スタジアムの周りでは、プーマスのユニフォームやグッズを売る露店であふれていた。(撮影/中矢健太)


 自由だ。
 ピッチの上で繰り広げられる一挙手一投足に、喜怒哀楽を全力で表現する。ゴールキック時に流れる 『Sielente, por favor』(お静かにお願いします)のアナウンスに反抗するかのような指笛とブーイングが、嵐のごとく赤薔薇の10番ジョージ・フォードに降り注ぐ。むしろ事態を悪化させているのを見てアナウンサーも諦めたのか、途中からその呼びかけはなくなった。隣にいた現地メディアの記者が「俺たちはいつもこうなんだ」と苦笑いしていた。

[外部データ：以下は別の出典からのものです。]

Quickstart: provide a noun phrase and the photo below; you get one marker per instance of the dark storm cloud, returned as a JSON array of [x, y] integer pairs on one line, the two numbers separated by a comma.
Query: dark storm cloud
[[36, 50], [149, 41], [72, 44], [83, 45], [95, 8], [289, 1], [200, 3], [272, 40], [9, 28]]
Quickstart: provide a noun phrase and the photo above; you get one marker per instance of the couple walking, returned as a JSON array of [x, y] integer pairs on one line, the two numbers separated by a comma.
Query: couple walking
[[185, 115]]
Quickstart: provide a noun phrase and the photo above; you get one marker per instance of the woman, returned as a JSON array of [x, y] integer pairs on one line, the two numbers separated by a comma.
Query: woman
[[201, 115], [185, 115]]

 完全アウェーのタフな環境で、イングランドはアルゼンチンに35-12で勝利した。この日が100戦目となったジョージ・フォードは、終始落ち着きを見せた。前半20分にはドロップゴールで先制点を挙げ、イエローカードで1人欠けていたチームを牽引する。自陣で跳ねたボールをキャッチし損ね、あわやピンチという場面もあったが冷静に対処した。

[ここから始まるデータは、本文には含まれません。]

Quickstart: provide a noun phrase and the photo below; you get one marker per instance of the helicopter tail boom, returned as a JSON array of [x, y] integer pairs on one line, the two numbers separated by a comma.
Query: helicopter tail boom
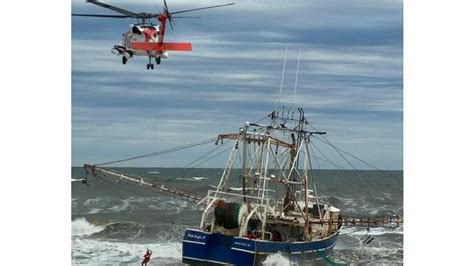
[[149, 46]]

 ここからスコアは全く動かなかった。イングランドは立て続けにイエローカードでもう一人を失い、13人でプレーしなければならない状況に陥った。しかし、度重なるハンドリングエラーでアルゼンチンはチャンスを仕留めきれない。フェーズはなかなか続かず、膠着状態が続いた。

 13人のイングランドは耐える。規律を守れずに反則を繰り返し、自陣深くでピンチを招くも、最後までボールに絡む。インゴールになだれ込まれながら、ギリギリでグラウンディングを許さず、トライチャンスを何度も阻止した。文字通りの我慢だった。

「ブレイクダウンはこのテストマッチで最も重要な要素になる」
 試合2日前にスティーブ・ボーズウィックヘッドコーチ(以下、HC)が話した通り、イングランドはディフェンスで激しいプレッシャーを掛け続けた。確かに規律の乱れはあったものの、素早い出足でボールキャリアーに迫り、ハンドリングエラーを誘発。セカンドタックラーはボールにガッチリと絡み、もぎ取る。何度もターンオーバーに成功した。
 執拗で、冷酷。圧倒的アウェーの環境下で、ラグビー発祥国のプライドと地力が表れているようだった。

 後半早々、アルゼンチンは自陣からの脱出に失敗。キックは伸びず、自陣22m付近からのラインアウトになった。それをイングランドは逃さなかった。前半で我慢していた力を一気に解放するかのように、テンポを上げて展開。14番のトム・ローバックがあっさりとトライを取る。開始1分の出来事だった。

普段はサッカースタジアムとして運用されているEstadio Jorge Luis Hirschi。サイドスタンドはごった返していた。16時40分キックオフだったが、後半開始前にはここまで暗くなった(写真右下)。(撮影/中矢健太)


 ここから一気に試合の流れを掌握し、FBのフレディ・スチュワード、ローバックが2本目と立て続けにトライ。たった9分間で22点差まで広げた。それにやっとアルゼンチンも火がついたか、狭いスペースで糸を通すように繊細なパスを繋ぎ、大きくゲインする。最後は10番サンティアゴ・カレーラスの鮮やかなキックパスをWTBサンティアゴ・コルデオがキャッチ。タッチライン際で2人を相手に粘っていたところ、サポートにきたパブロ・マテーラに戻してトライを取り返す。
 その後も同様に繋ぎ合う形で、最後はサポートに走っていたLOペドロ・ルビオロが追加点を挙げた。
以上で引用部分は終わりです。